No, Sam told herself firmly. She could do this on her own terms. Besides, this time, she wasn’t alone.
She snapped photographs of the more damning titles on the bookshelves, of his documents, of the alchemical diagrams.
“I can feel her.” Miss Shinagh’s eyes were half lidded, her head tilted back, as if listening. “She’s close.”
“Sam?” Hel said.
“This way.” Sam retrieved the queen from its hidden compartment in Mr. Ashdown’s desk and moved to the chessboard, changing out the pawn.
The painting swung wide, the air awash with the iron tang of old blood and mildew, revealing the peeling yellow wallpaper with its cloying clusters of roses.
Electric lights hummed above, drowning out the shadows with their cold, relentless light.
Hel glanced at Sam; Sam shook her head. This was as far as she’d gotten.

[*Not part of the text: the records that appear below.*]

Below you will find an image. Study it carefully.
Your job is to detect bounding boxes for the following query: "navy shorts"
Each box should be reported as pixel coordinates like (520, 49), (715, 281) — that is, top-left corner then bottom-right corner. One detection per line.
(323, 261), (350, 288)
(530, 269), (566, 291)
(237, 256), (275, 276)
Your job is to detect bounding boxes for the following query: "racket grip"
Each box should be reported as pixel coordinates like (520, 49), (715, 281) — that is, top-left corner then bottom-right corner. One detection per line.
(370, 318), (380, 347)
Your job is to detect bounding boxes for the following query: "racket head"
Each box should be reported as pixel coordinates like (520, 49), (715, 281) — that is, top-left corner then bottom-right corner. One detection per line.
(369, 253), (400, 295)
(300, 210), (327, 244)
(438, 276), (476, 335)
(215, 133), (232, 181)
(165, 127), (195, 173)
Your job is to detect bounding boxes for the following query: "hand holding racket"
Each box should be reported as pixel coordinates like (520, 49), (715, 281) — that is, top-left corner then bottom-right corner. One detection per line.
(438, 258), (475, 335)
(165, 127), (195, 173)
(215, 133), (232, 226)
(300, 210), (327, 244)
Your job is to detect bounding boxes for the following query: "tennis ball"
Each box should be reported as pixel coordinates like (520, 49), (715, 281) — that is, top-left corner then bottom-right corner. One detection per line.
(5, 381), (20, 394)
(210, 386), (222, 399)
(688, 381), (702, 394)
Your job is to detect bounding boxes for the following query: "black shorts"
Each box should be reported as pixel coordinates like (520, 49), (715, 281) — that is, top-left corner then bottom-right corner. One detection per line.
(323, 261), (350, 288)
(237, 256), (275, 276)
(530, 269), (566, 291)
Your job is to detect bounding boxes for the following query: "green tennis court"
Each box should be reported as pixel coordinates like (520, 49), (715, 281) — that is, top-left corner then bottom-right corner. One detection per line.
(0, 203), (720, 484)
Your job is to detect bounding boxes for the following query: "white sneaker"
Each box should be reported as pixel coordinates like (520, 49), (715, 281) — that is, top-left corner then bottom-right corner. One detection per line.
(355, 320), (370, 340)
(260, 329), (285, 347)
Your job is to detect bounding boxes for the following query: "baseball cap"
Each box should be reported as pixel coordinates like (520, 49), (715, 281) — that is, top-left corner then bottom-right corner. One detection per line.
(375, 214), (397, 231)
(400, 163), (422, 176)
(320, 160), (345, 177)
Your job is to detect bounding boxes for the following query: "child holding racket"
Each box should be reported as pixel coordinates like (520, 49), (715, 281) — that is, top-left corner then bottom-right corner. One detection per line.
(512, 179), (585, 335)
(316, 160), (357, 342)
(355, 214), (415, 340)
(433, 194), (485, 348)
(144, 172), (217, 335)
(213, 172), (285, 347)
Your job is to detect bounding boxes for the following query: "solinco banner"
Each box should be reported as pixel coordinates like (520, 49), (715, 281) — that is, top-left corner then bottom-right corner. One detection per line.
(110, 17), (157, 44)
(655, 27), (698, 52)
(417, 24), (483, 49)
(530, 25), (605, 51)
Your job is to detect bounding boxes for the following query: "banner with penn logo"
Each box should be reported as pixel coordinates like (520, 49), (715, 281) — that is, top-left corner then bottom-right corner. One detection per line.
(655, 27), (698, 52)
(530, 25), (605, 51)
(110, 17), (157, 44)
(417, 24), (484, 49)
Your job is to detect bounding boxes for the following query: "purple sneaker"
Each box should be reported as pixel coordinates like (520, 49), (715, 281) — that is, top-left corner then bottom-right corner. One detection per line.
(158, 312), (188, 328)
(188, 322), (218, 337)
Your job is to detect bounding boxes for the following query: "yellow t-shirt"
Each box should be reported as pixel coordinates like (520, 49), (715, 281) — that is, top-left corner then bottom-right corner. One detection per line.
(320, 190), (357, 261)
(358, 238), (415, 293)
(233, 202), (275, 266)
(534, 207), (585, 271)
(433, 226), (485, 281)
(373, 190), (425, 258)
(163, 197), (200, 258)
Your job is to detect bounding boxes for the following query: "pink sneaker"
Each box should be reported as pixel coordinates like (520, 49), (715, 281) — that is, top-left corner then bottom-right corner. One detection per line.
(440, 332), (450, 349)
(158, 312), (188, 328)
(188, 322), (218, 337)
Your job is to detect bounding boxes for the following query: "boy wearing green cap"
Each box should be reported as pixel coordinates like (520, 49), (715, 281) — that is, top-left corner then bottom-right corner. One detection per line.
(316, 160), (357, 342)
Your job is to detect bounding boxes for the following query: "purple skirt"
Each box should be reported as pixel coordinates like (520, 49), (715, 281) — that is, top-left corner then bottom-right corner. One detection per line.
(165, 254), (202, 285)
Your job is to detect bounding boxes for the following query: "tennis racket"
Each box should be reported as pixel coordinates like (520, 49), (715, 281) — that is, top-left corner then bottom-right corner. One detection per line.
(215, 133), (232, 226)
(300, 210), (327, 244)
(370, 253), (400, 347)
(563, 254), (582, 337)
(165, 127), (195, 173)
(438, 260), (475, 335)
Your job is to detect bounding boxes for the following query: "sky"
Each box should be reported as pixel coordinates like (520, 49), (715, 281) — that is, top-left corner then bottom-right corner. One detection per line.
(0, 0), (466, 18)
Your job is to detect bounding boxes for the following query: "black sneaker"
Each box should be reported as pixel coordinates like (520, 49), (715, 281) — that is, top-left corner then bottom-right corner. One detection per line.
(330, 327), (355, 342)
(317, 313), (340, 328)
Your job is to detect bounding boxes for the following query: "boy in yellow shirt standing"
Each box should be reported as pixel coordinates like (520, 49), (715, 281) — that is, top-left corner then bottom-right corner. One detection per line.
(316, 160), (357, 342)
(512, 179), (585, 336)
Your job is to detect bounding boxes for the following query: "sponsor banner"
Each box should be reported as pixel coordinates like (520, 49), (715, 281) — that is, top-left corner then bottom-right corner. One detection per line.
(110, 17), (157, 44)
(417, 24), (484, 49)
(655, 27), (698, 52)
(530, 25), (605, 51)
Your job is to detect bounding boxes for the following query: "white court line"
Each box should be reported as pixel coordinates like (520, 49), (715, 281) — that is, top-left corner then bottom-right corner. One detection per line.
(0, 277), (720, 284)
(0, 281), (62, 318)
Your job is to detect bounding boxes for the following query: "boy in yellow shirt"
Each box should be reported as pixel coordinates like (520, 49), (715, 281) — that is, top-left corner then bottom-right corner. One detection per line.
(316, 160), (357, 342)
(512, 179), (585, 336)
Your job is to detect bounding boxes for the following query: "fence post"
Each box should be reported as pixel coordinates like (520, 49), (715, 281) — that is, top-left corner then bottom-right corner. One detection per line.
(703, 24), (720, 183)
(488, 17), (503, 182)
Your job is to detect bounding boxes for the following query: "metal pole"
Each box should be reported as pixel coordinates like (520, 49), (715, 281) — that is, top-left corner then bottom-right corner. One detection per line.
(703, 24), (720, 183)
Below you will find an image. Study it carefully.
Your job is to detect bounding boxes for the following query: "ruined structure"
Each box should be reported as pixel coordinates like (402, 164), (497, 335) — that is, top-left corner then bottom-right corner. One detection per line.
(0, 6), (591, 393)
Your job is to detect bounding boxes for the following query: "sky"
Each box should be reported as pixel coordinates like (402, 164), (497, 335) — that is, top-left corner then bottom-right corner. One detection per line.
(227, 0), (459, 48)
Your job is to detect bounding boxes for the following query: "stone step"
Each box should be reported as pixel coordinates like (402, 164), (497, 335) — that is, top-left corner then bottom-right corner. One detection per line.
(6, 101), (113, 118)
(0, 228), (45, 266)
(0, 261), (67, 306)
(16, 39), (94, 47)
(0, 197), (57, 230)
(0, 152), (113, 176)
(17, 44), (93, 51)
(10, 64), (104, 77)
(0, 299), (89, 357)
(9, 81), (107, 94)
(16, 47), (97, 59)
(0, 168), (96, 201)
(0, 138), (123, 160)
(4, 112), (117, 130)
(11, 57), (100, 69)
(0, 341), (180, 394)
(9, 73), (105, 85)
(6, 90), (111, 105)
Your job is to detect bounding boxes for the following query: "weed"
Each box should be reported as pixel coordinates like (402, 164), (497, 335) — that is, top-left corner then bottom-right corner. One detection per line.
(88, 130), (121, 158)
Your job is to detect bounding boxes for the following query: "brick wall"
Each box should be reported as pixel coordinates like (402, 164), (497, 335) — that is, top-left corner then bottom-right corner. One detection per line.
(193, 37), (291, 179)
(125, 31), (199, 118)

Revolver in hand, Hel eased down the stairs.
Róisín went next, her knife held so the blade skated back along her forearm.
Sam followed, her eyes darting to every shadow, as if M.
Voland might be hiding within it. Foolish, she told herself.
He would be at the ritual. He wouldn’t be here.
But she could still feel his bruising grip on her wrists, the lance of pain in her shoulders as he lifted her effortlessly, so high her toes had to scrabble for purchase.
Sam crept into the room where he’d meant to bleed her, afraid to look in, more afraid not to. Her gorge rising as she lined up another photograph. The stains on the splintered wooden chair. The restraints. The fleam. Then she hurried after the others.
At the end of the hall was a heavy iron door in stark contrast to the yellow wallpaper, bleeding rust onto the ground. There were no keyholes or knobs. Instead it was set with an abalone rendition of that selenic eye.
“Why isn’t there a lock?” Miss Shinagh demanded.
“Did they wall her in there?” Sam had heard of such things—the vestal virgins of ancient Rome were immured in walls, bricked in and left to die slow and miserable deaths as punishment if they broke their vows of chastity.
But the Mórrígan wouldn’t die. Couldn’t die. Not like that.
If that were the case, there would be nothing they could do. No acid that would eat through the door before the sun set.
“It’s a puzzle.” Hel frowned, running her fingers over the door. Carefully, she rotated the crescent moons until they arced away from the full moon. The eye shifted to the triple moon—one of the symbols of the Mórrígan.
“Oh, they must think themselves so clever,” Miss Shinagh said bitterly.
The crescent moons clicked into place, and the door shuddered open with a sound like the cracking of a tomb.
The chamber within was lined with stones far older than the manor into which they’d been laid—the grey stones ancient and hoary with moss, carved deeply with great spiraling lines.
Only the ceiling looked modern—a domed spiderweb of glass and iron over a natural aperture.
Sam wondered if the stones had been removed from a rath, stealing another bit of wonder from the world.